Los equipos siguen buscando cadáveres en los restos de los ferrocarriles. Los bomberos están centrando sus tareas hoy en el tercer vagón del tren de pasajeros, donde ayer ya se recuperaron varios cuerpos sin vida.
Imputado jefe de estación de Larisa
Al acusado, de 59 años, se le imputa la presunta comisión de “homicidio negligente” en serie y provocar lesiones corporales, además de un delito grave por la perturbación de la seguridad del tráfico de transporte con el resultado de la muerte de varias personas.
Según los medios griegos, el empleado ferroviario admitió ya el miércoles, después de ser detenido, su responsabilidad en el error que situó un tren de pasajeros con 342 pasajeros y 10 tripulantes en la misma vía en la que venía de frente un tren de carga con dos maquinistas.
Hasta el momento se han podido recuperar los cadáveres de 57 personas entre los restos de los ferrocarriles.
Tras la imputación, el abogado del jefe de estación, Stéfanos Patzartzidis, señaló que su cliente está devastado a nivel humano y que ha asumido la responsabilidad dentro del marco que le corresponde. "Hay muchas responsabilidades que tienen que asumirse por otras personas también".
El acusado decidió no testificar hoy y solicitó una prórroga para hacerlo el próximo sábado, que le fue concedida.
Según los medios griegos, que citan fuentes policiales, el funcionario admitió ayer que puso el tren en la vía equivocada, que no entendió su error y se dio cuenta de lo que había hecho solo cuando se enteró del accidente.
Mientras, los trabajadores en ferrocarriles y en el metro de Atenas han anunciado una huelga de 24 horas este jueves denunciando “la crónica falta de respeto mostrada por los diferentes Gobiernos” al sector ferroviario, lo que, según denuncian, “condujo al trágico resultado” del martes.
El malestar ciudadano sin embargo se refleja también en una protesta que se produjo anoche afuera de las oficinas de Hellenic Train en Atenas, la empresa que opera los ferrocarriles en Grecia.
Centenares de manifestantes acusaron al Gobierno por la privatización de la compañía en 2017, mientras que también hubo distintos altercados cuando un grupo tiró cócteles molotov a la Policía, que respondió con gases lacrimógenos.

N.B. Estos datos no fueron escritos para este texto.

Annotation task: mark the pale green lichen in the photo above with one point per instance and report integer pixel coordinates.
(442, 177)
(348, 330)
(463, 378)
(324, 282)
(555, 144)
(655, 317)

El siniestro se produjo poco antes de la medianoche del martes, hora local (22.00 GMT), cuando dos trenes -uno con 342 pasajeros y 10 empleados ferroviarios y otro de carga con dos maquinistas- chocaron cerca de la pequeña localidad de Tempe, a unos 300 kilómetros de Atenas.
Al menos 57 personas siguen hospitalizadas, seis de ellas en cuidados intensivos. Muchas de las víctimas eran jóvenes universitarios que regresaban a Salónica tras un puente festivo.
Según el diario griego Kathimerini, todas las personas que se encuentran en UCI son jóvenes de entre 21 y 26 años.
Los ferrocarriles de Grecia, Hellenic Train, están operados por la compañía estatal italiana Ferrovie dello Stato Italiane.
El tren de pasajeros cubría la ruta Atenas-Salónica, mientras que el tren comercial, que probablemente transportaba chapas metálicas, cubría la ruta Salónica-Atenas.